We disagree with petitioner that the partners may increase their bases in the Partnership to reflect the $400,000 debt. The facts of this case do not establish that the Partnership was ever liable to repay any of that amount. The sole evidence that we find in the record as to a debtor/creditor relationship is the promissory note which provides clearly that the Corporation owed the money to LAG. The note says nothing, nor is there evidence, to support petitioner's claim that the Corporation executed that note as the Partnership's agent or that the Partnership was liable for the note's repayment. Nor is there any evidence of a written agreement identifying the Corporation as the Partnership's agent, or evidence that the Corporation was held out as the partnership's agent in dealings with LAG or another third party. See Commissioner v. Bollinger [88-1 USTC ╤ 9233], 485 U.S. 343, 349-350 (1988).
Our conclusion is supported by the fact that the Corporation's role in the Partnership was to secure funds for the Partnership and that the record is barren as to any obligation or effort on the part of the Partnership to secure its own funds. Nor do we find that any of the Partnership's partners, except the Corporation, had such an obligation. In fact, each of the partners appears to have contributed something unique to the Partnership. In the case of Messrs. Schadeck and Lettunich, for example, the former contributed his rights in the underlying patent, and the latter contributed his legal skills and his labor. The Corporation expected to, and did, generate and contribute funds to the Partnership.

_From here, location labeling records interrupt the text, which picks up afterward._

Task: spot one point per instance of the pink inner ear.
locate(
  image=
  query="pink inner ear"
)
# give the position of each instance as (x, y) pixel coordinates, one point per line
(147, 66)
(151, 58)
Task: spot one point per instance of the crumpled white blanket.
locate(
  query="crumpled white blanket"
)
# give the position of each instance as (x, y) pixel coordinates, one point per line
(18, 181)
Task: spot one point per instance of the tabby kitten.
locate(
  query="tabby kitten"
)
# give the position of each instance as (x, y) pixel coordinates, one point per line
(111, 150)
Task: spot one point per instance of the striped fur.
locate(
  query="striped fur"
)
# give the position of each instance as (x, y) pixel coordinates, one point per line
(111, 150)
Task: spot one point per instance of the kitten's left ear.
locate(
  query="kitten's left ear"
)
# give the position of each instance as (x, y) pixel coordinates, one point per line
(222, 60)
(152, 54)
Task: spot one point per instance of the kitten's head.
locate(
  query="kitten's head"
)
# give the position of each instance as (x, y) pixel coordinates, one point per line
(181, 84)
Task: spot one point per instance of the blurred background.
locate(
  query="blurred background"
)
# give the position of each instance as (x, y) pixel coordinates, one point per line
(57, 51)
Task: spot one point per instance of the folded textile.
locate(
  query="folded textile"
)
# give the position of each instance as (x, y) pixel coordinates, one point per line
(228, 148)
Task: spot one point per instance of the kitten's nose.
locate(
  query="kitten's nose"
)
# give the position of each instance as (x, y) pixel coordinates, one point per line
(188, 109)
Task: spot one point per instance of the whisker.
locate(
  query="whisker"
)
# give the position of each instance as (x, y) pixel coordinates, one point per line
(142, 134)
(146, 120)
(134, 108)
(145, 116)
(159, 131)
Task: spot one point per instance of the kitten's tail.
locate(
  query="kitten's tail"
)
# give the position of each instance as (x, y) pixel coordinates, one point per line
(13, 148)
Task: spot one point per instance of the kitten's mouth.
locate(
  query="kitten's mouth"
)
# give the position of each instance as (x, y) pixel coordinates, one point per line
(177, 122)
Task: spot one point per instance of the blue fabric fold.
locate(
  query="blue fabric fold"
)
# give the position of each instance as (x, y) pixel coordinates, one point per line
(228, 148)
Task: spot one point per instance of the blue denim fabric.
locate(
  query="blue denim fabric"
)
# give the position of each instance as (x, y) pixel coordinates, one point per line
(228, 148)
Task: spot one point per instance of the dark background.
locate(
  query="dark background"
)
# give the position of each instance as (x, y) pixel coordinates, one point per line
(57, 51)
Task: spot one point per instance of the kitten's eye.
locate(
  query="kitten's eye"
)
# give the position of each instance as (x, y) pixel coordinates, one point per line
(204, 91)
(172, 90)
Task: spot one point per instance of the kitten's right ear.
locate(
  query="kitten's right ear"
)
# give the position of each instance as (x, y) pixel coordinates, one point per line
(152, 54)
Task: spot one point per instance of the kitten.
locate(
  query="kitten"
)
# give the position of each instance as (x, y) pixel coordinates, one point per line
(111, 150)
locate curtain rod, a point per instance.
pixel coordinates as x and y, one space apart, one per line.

We hold that the Partnership was not liable for any part of the $400,000 owed to LAG and, accordingly, that no partner is entitled to increase his or its basis in the Partnership on account of that debt. We have considered all arguments for a contrary holding, and we reject all arguments not discussed herein as without merit or irrelevant.
Decision will be entered under Rule 155.